Adviser groups oppose creating a new fiduciary standard, which they fear would be weakened.
Unlike the House bill, Dodd’s draft would allow the SEC to keep fees it collects to fund its operations. SEC Chairman Mary Schapiro has called for such a self-funding mechanism.
That would allow the agency to bypass the congressional appropriations process and it would increase the agency’s funding considerably. The agency expects to collect $1.5 billion in fees for the fiscal year that began Oct. 1, SEC spokesman John Nester wrote in an e-mail.
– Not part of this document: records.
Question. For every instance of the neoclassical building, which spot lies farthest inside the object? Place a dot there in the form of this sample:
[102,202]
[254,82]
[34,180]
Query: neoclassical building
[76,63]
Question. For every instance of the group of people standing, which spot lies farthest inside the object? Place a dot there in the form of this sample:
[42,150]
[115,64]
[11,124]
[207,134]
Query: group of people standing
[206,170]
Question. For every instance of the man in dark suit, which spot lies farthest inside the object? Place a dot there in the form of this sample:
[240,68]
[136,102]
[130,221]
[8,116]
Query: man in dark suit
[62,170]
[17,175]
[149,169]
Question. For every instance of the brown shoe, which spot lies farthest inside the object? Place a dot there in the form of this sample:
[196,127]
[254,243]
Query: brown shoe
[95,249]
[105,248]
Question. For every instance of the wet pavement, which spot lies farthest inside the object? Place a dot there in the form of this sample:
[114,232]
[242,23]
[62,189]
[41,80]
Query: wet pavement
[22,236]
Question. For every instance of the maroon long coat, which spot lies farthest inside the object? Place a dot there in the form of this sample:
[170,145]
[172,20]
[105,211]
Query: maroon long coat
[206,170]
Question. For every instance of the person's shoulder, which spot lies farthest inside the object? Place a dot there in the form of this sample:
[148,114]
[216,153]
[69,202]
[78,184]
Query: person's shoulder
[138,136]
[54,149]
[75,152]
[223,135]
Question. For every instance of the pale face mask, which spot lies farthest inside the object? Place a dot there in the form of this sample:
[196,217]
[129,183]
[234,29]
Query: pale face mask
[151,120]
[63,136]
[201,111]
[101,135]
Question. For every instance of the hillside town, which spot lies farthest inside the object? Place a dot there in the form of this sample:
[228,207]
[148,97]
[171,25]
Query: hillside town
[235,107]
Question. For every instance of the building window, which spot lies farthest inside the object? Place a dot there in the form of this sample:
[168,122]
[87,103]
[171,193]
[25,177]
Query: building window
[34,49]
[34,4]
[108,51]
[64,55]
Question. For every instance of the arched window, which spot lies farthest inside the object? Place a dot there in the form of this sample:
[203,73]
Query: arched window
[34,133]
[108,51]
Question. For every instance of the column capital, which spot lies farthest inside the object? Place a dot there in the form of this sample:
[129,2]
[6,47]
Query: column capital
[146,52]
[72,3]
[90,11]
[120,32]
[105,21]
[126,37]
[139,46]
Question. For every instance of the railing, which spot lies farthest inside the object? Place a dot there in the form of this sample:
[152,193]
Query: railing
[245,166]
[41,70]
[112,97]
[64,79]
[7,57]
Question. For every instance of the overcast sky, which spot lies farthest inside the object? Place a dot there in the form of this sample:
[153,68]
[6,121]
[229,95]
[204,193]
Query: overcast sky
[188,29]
The Obama administration has proposed an SEC budget of just over $1 billion for the same fiscal year.
Under the proposed legislation, an Office of the Investor Advocate would also be created within the Securities and Exchange Commission.
The Office of the Investor Advocate would report directly to Congress annually on the 20 most serious problems encountered by investors in dealing with the SEC and the Financial Industry Regulatory Authority Inc., the length of time that each item has remained on the list, actions taken by the SEC or SROs to resolve the problems, and/or why actions have not been taken.
The head of the office would be the Investor Advocate. The Investor Advocate would be appointed by and report to the commission, but the officer would have the power to employ independent counsel, research and service staff that the officer would deem necessary to carry out the functions of the office.
“It creates a position with an enormous amount of clout,” said Mr. Bullard.
The Investor Advocate’s Office “would wield a very large club within the commission,” he said.
No such provision is contained in the Investor Protection Act approved Oct. 28 by the House Financial Services Committee.